In an era of comfortable, family-friendly programming, Cramer was a dominate player in the 1960s and ’70s at ABC, 20th Century Fox and Paramount Television before teaming up with Aaron Spelling, then the undisputed czar of prime-time television. Together they ruled the rating wars with shows such as “The Love Boat,” “Hart to Hart” and “Dynasty.”
Television made Cramer wealthy, giving him the ability to indulge in his nearly obsessive hobby of collecting paintings, drawings and sculpture. By the 1990s, Cramer had amassed more than 500 pieces of art worth roughly $100 million, Architectural Digest reported. Seventeen times his collection was listed by ARTnews as one of the top 200 collections in America.
“I’ve always enjoyed looking at and possessing things,” he explained.
A mainstay in the L.A. art scene for years and a former Museum of Contemporary Art board president, Cramer died June 4 of kidney failure at age 89, his husband, Hubert Bush, said.
Eli Broad, a billionaire philanthropist and art collector, played a central role in building such Los Angeles institutions as Walt Disney Concert Hall and the Museum of Contemporary Art before building his own museum, the Broad.
Cramer grew up in Louisville, Ky., and began his television career with Procter & Gamble overseeing daytime standards such as “Search for Tomorrow” and “As the World Turns.” In the years ahead, he helped oversee the prime-time soap opera “Peyton Place” and then a string of long-running and wide-ranging TV shows — “The Odd Couple,” “The Brady Bunch and “Dynasty,” among them.

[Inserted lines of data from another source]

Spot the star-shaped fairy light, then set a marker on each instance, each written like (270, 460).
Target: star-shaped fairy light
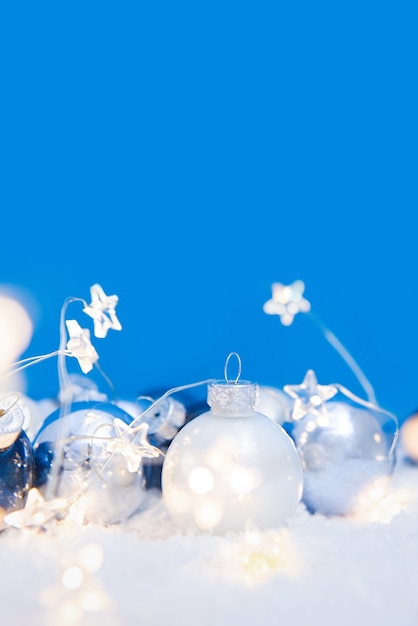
(102, 310)
(80, 347)
(37, 511)
(131, 443)
(309, 396)
(287, 301)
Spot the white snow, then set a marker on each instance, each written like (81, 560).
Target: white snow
(330, 571)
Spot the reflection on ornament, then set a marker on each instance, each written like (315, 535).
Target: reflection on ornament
(274, 403)
(102, 310)
(345, 446)
(231, 466)
(409, 437)
(287, 301)
(16, 455)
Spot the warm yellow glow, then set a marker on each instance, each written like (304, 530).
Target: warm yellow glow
(16, 329)
(72, 577)
(376, 504)
(201, 480)
(409, 436)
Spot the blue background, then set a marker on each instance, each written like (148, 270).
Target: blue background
(186, 156)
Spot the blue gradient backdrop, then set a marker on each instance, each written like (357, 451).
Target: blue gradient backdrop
(188, 155)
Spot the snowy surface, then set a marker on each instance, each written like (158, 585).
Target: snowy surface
(320, 570)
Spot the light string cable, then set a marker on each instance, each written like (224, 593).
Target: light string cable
(66, 396)
(287, 301)
(373, 407)
(346, 356)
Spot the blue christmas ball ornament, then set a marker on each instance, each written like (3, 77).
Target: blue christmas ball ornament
(346, 445)
(16, 456)
(99, 460)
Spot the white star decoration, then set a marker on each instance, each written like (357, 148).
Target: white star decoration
(132, 443)
(287, 301)
(79, 346)
(309, 396)
(37, 511)
(102, 310)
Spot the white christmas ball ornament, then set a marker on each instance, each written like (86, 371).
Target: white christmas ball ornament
(231, 466)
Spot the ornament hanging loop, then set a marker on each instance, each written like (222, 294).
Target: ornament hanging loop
(228, 358)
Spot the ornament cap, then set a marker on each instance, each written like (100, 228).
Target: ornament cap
(232, 398)
(11, 420)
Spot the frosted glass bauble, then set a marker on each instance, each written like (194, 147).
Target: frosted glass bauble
(109, 492)
(231, 466)
(346, 457)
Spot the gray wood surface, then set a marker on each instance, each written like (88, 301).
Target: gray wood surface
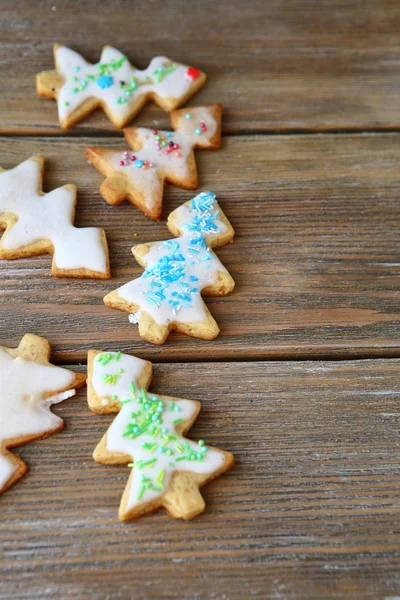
(315, 258)
(311, 509)
(276, 66)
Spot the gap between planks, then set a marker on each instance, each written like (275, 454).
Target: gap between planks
(61, 359)
(272, 132)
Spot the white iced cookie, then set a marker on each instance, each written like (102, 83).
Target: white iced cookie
(156, 156)
(168, 296)
(38, 223)
(29, 385)
(148, 434)
(114, 84)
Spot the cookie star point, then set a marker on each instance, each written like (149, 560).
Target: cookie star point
(167, 469)
(114, 84)
(37, 223)
(155, 157)
(168, 295)
(29, 385)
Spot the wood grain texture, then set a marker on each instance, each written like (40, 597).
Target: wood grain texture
(315, 257)
(310, 511)
(275, 66)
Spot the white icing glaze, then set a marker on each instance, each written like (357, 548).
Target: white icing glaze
(150, 181)
(47, 217)
(211, 460)
(23, 409)
(71, 65)
(201, 267)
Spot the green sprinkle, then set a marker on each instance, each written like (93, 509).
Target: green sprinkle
(148, 463)
(161, 72)
(149, 447)
(104, 358)
(142, 490)
(160, 477)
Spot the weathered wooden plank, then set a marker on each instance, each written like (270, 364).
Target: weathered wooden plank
(309, 511)
(315, 65)
(315, 258)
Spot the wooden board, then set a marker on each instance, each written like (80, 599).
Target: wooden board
(276, 66)
(310, 511)
(315, 258)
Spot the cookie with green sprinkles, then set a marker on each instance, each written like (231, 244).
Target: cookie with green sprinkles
(148, 435)
(115, 85)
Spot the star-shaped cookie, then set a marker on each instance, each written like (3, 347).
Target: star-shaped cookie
(121, 90)
(156, 156)
(38, 223)
(167, 469)
(168, 296)
(29, 385)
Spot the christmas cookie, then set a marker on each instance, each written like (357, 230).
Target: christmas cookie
(116, 86)
(38, 223)
(177, 272)
(29, 385)
(156, 156)
(148, 434)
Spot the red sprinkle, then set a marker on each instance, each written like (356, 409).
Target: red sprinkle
(192, 73)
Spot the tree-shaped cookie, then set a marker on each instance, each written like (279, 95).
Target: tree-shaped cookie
(29, 385)
(177, 272)
(156, 156)
(121, 90)
(148, 434)
(38, 223)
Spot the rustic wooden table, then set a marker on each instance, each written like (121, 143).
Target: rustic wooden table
(302, 385)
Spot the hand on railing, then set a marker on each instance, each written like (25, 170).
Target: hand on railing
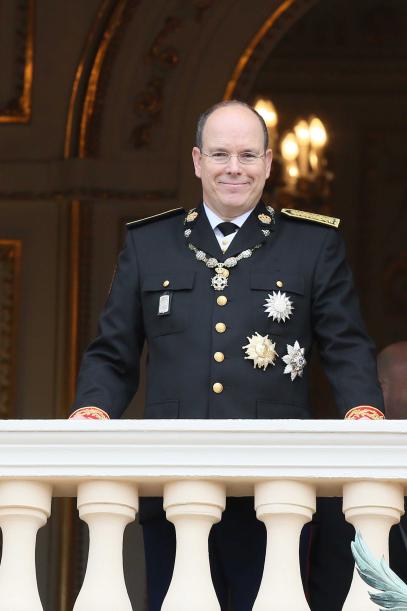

“We walk a fine line, just this side of camp,” he told New York Magazine in 1985, explaining his approach to unraveling the story of a loveless, back-stabbing family in “Dynasty,”
He told the Louisville Courier-Journal that his compulsion for collecting art was likely fostered by his grandmother, who owned an antique shop. For reasons he couldn’t explain, he began collecting salt shakers, then postcards and then posters. His first big splash was a Braque print he bought for $350, paying it off in monthly installments.
In L.A., he went big, buying artwork madly — Jasper Johns, Roy Lichtenstein, Frank Stella, Richard Artschwager, a list seemingly with no end. He became so close to Andy Warhol that he convinced the artist to make a guest appearance on “The Love Boat” in exchange for commissioning several of Warhol’s portraits.
The collected art, Cramer said, was a meditative alternative to his frenetic workday at the studios.
“There’s something wonderful in how the art is, well, frozen,” he told the New York Times in 1993. “At work, I’ll spend two or three or four hours looking at film, at moving images. But when I come home, the images stop.”
When his Bel-Air home was overstuffed with art, he bought a 66-acre ranch in Santa Ynez Valley to store the rest. And when that too was filled, he added several galleries on the property for the overflow.
The ranch, which grew to 420 acres, was eventually sold to Firestone Vineyard and much of the art housed there was donated to MOCA, the Whitney Museum of American Art and the Cincinnati Art Museum, among others.
Cramer moved about freely between residences in L.A., New York City, Martha’s Vineyard, Connecticut, St. Martin and Miami, chasing the season or his whims.
His marriage to Hollywood gossip columnist Joyce Haber ended in divorce in the 1970s and their two children, Courtney and Douglas, died in 2004 and 2015, respectively. He married Bush in 2006 after a long partnership. Besides his husband, he is survived by a brother, Peyton.